The fishy link to low rates of depression

By Clarisse Douaud

- Last updated on GMT

Related tags: Omega-3 fatty acids, Omega-3 fatty acid, Eicosapentaenoic acid, Depression

Australian researchers found omega-3 fatty acids to be the most
promising nutrient for alleviating the symptoms of depression, a
finding that adds to the putative benefits associated with the
lipid.

Most notably, the omega-3 fatty acids DHA and EPA have been linked in numerous studies to cognitive, cardiovascular and eye health. The review study conducted at the University of Sydney analyzed literature relating to depression in order to see how dietary manipulation might alleviate its effects.

The conclusion that omega-3 fatty acids offer the most hope in terms of nutritional support for depression could further expand the burgeoning the market.

Depression is among the leading causes of disability worldwide and affects about 121m people, according to the World Health Organization.

"A review of epidemiological data suggests that there is a link between depression and fish consumption, and although it is true that correlation is not causation, there is evidence that fish and fish oils may be protective against depression,"​ wrote lead author, Dianne Volker from the university's department of psychology.

The review, published in the November issue of the Dieticians Association of Australia's Nutrition and Dietetics​ journal, drew conclusions from previous literature from around the world, with 103 sources cited.

Fish oil from cold water marine fish contains a high concentration of the long-chain omega-3 fatty acids DHA (docosahexaenoic acid) and EPA (eicosapentaenoic acid).
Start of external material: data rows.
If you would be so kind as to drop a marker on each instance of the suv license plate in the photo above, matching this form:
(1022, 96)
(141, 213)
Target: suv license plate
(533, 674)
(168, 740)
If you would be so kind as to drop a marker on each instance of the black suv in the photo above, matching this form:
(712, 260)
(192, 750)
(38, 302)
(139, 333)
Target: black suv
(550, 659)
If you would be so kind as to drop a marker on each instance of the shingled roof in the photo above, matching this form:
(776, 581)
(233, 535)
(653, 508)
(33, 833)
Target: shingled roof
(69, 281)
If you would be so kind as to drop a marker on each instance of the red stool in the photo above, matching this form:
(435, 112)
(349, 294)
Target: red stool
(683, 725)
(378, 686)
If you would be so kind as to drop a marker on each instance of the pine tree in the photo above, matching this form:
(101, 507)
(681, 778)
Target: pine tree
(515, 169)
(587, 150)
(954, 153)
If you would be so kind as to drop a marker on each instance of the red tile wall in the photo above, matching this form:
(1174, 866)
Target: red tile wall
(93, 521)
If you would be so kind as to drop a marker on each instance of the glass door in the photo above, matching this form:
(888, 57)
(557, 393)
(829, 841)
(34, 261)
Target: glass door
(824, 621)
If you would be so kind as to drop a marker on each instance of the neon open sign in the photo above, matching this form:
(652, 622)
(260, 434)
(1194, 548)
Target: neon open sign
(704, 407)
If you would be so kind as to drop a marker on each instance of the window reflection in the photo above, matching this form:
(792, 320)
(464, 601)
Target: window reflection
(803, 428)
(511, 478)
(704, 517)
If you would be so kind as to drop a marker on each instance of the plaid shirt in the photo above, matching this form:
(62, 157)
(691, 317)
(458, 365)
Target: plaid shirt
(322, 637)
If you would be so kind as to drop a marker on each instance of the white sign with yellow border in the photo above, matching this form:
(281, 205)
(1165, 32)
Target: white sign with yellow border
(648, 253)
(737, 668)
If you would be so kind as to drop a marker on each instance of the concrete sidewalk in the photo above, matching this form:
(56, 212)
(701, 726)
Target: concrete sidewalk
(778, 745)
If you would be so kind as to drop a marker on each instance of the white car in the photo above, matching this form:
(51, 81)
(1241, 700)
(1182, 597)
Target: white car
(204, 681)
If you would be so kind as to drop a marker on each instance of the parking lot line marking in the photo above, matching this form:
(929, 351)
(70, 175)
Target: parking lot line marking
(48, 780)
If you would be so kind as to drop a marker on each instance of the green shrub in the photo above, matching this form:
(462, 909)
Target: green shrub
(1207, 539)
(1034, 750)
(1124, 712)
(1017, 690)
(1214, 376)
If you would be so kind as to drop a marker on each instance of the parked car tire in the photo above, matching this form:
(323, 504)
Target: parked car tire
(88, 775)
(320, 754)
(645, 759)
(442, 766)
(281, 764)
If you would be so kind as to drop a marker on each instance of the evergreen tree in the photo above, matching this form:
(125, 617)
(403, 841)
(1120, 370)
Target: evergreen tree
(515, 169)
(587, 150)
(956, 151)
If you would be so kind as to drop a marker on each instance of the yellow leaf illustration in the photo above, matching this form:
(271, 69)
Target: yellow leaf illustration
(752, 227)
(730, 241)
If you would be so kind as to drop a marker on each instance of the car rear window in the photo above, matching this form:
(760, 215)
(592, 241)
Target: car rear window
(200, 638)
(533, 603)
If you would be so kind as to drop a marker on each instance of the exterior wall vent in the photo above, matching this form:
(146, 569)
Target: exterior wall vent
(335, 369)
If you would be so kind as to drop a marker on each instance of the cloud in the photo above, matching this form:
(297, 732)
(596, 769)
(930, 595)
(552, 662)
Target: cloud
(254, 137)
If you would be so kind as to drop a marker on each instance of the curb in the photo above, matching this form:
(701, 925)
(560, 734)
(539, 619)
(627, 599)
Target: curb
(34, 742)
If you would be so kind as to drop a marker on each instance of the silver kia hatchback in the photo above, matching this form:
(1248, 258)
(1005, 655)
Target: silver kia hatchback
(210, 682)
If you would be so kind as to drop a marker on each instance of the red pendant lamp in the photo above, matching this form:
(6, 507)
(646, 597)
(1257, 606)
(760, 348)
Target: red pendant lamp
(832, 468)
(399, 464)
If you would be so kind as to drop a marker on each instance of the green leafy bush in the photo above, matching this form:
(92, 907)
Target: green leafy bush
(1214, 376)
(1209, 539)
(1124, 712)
However vegetarian alternatives, such DHA derived from marine algae, are playing an increasing role in the market.

But the study identified predisposing nutritional factors that have been linked to a smaller relative occurance of depression in certain communities or populations that consume a lot of fish.

The study refers to studies which have linked people with extremely high consumption of cold-water fish, such as the Inuit in Greenland, to virtually non-existent rates of depression. The study nonetheless highlighted the fact that there are numerous social and environmental factors that cause depression.
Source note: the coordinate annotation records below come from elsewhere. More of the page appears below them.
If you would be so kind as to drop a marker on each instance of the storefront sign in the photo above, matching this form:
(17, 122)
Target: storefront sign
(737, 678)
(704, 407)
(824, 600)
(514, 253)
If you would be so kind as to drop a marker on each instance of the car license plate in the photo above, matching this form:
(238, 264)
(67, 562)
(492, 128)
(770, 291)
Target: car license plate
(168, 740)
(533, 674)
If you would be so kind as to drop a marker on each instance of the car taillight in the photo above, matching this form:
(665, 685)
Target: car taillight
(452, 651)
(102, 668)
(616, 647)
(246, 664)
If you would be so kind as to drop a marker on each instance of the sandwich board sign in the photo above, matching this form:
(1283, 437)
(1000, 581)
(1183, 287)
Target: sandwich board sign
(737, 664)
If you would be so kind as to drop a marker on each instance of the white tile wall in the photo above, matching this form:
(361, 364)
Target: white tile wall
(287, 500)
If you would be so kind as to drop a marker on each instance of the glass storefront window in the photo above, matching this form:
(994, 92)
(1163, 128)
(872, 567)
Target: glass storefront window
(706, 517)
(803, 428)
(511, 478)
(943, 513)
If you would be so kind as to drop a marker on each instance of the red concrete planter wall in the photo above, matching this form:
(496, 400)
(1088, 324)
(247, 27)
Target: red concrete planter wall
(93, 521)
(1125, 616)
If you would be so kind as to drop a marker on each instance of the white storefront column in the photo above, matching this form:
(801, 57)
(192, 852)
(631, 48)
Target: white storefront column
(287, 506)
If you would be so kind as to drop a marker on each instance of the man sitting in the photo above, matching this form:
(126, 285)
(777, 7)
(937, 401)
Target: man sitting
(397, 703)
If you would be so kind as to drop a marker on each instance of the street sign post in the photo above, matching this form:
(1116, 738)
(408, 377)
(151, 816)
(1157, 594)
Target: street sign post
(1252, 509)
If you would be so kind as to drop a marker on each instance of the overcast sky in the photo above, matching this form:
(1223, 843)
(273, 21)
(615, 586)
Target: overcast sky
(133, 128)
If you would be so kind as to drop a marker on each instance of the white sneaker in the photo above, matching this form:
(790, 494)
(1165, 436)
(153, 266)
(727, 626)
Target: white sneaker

The other ingredients cited in the study for their potential benefits for depression, were the amino acid tryptophan, vitamins B6, B13, folate and S-adenosyl-L-methionine. However, omega-3 fatty acids carried significantly more evidence in literature, according to the researchers.
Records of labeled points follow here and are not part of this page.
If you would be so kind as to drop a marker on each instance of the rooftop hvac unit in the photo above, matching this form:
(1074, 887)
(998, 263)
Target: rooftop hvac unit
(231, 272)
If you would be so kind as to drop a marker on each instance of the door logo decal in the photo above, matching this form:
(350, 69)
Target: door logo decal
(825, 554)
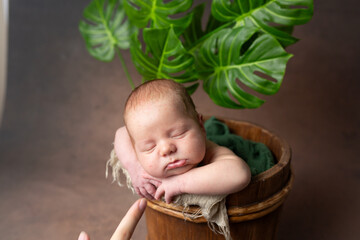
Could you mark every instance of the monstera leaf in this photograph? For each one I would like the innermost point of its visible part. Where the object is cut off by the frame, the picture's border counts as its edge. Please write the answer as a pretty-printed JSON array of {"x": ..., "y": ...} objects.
[
  {"x": 105, "y": 28},
  {"x": 165, "y": 58},
  {"x": 194, "y": 32},
  {"x": 158, "y": 14},
  {"x": 226, "y": 57},
  {"x": 271, "y": 16}
]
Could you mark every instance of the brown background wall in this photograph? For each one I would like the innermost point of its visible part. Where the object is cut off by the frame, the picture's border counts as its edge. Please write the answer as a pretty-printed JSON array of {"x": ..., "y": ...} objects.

They said that membrane lipid abnormalities are thought to occur in depression and omega-3s, in particular DHA, are depleted in depressed subjects.

The study also drew attention to weaknesses in the nature of studies that exist on depression and omega-3.

"Although there is a growing body of literature on the role of fish and fish oil consumption in depression - most of which report results from epidemiological and observational studies - clinical experimental data in this area remain scarce,"​ said the study.